Kupang, Vox NTT – Presiden Republik Indonesia (RI) Joko Widodo bertekad membangun 20 bendungan di Nusa Tenggara Timur (NTT).
Hal ini diungkapkan Wakil Gubernur NTT Josef A. Nae Soi, saat menyampaikan sambutan pada kegiatan rapat koordinasi penanganan percepatan air bersih di Hotel Neo Aston, Kamis (23/05/2019).
“Tidak tanggung-tanggungnya Bapak Presiden Jokowi memberikan kita tujuh bendungan. Biayanya sangat besar. Luar biasa itu. Saat peresmian (bendungan) Rotiklot (pada senin,20/5/2019), saya juga sudah minta lagi kepada beliau, supaya kasih lagi, tidak hanya tujuh. Dan beliau berjanji akan kasih kita lima tahun depan sampai 20 bendungan,” jelas Josef.

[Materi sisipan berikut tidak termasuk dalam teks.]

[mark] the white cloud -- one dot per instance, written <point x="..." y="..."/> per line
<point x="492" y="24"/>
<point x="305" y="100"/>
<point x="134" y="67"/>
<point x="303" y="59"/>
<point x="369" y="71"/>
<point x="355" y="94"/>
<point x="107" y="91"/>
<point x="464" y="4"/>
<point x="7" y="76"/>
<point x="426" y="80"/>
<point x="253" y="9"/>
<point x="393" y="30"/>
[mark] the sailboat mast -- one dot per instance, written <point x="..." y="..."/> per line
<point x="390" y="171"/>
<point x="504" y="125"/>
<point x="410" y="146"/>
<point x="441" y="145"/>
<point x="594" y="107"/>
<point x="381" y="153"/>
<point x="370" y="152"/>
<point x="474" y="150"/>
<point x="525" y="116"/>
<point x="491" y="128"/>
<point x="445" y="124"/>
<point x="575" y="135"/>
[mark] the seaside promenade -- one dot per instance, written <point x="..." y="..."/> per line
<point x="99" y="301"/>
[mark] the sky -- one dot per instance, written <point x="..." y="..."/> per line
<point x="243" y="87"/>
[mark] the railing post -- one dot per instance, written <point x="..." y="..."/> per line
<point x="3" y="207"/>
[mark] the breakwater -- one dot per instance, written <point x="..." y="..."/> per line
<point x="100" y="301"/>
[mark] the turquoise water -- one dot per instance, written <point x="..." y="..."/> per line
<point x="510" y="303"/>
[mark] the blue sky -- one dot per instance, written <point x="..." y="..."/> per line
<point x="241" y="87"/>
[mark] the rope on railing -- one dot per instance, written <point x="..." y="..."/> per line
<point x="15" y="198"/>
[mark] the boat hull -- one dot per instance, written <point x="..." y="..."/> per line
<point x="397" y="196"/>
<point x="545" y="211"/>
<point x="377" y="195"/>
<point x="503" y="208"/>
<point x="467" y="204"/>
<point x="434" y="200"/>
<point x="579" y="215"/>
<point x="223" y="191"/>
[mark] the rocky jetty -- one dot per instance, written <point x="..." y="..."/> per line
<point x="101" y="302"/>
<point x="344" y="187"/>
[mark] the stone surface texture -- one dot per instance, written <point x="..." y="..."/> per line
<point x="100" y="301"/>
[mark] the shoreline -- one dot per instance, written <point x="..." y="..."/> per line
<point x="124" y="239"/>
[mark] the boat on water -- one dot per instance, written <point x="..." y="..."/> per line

Menurut Josef, NTT memang sangat membutuhkan air karena terkenal dengan kekeringan. Dahulu kalau orang dari luar mau tugas ke NTT, kata dia, selalu bertanya terkait air dan listrik.
“Saya minta kita sungguh-sungguh dalam rapat koordinasi ini. Kita simpan dulu yang dimensi idealis. Diskusi yang teori-teori, kita simpan. Sekarang kita harus mulai serius dengan apa yang saya namakan dimensi realitas, kontekstual. Yaitu banyak masyarakat yang butuhkan air,” jelas pria asal Ngada itu.
Sesuai ilmu manajemen, Wagub Josef lebih tertarik untuk menggunakan istilah kolaborasi dari pada koordinasi. Karena menurutnya lebih mengedepankan hubungan simbiosis mutualisme.
Kalau dalam koordinasi, kata dia, masih ada ego sektoral, ada yang bersifat basa-basi.
“Sementara kalau kolaborasi, saya memberikan sesuatu, dia juga timbal balik memberikan sesuatu. Artinya kita saling menghidupkan,” katanya.
Namun, kata dia, karena istilah yang lebih populer sesuai nomenklatur adalah koordinasi.
Ia membolehkan itu dipakai. Tetapi Wagub Josef mengingatkan istilahnya boleh koordinasi, tapi maknanya harus kolaborasi.
“Menyatukan persepsi kita dalam perencanaan dan kegiatan. Dalam rapat kerja ini, harus bisa rumuskan tahapan-tahapan dalam melakukan kerja sama satu sama lain dengan sasaran untuk memberikan pelayanan air untuk masyarakat. Jangan lagi ada pandangan, ini milik saya,ini milik anda. Harus tinggalkan yang begitu,” kata Josef.
Lebih lanjut ia mengungkapkan, mengurus air tidak boleh memakai struktur. Tidak boleh perdebatkan mengenai wewenang.
Menurut dia, kalau ada peraturan yang menghalangi kewajiban masyarakat untuk mendapatkan pelayanan air, peraturan itu bisa didiskusikan untuk diubah secara cepat.
“Intinya air itu harus sampai ke rakyat. Bagaimana air sampai ke rakyat. Baru kemudian dari sini, cari sumber air, bagaimana konservasi air. Bagaimana kita memelihara supaya sumber daya air itu ada. Mari kita keroyok ini sama-sama. Tentu saja ada struktur organisasi, tapi itu jangan mbelenggu kita sehingga rakyat yang jadi sasarannya. Rapat koordinasi ini harus bisa rumuskan hal-hal konkret,” ungkapnya
Josef juga mengingatkan, masalah pemenuhan air untuk masyarakat tidak boleh memakai target. Misalnya tahun ini 50 persen dan tahun depan sisanya.
“Tidak boleh seperti itu. Masalah air hari ini harus 100 persen. Pentahapan kerja untuk sampai ke rumah-rumah masing-masing, bisa pakai target,” katanya.
“Tetapi kebutuhan air untuk rakyat, tidak bisa kita pakai target 80 atau 90 persen. Harus 100 persen orang. Cara bagaimana pun juga, dia harus nikmati air. Kedekatan sumber air dengan masyarakat, yah boleh pakai tahapan. Tapi kebutuhan air minum bagi rakyat tidak boleh ditunda-ditunda. Harus ada improvisasi. Ada yang pakai pipa atau kita usahakan mobil tangki, yang penting dia dapat air,” sambung dia.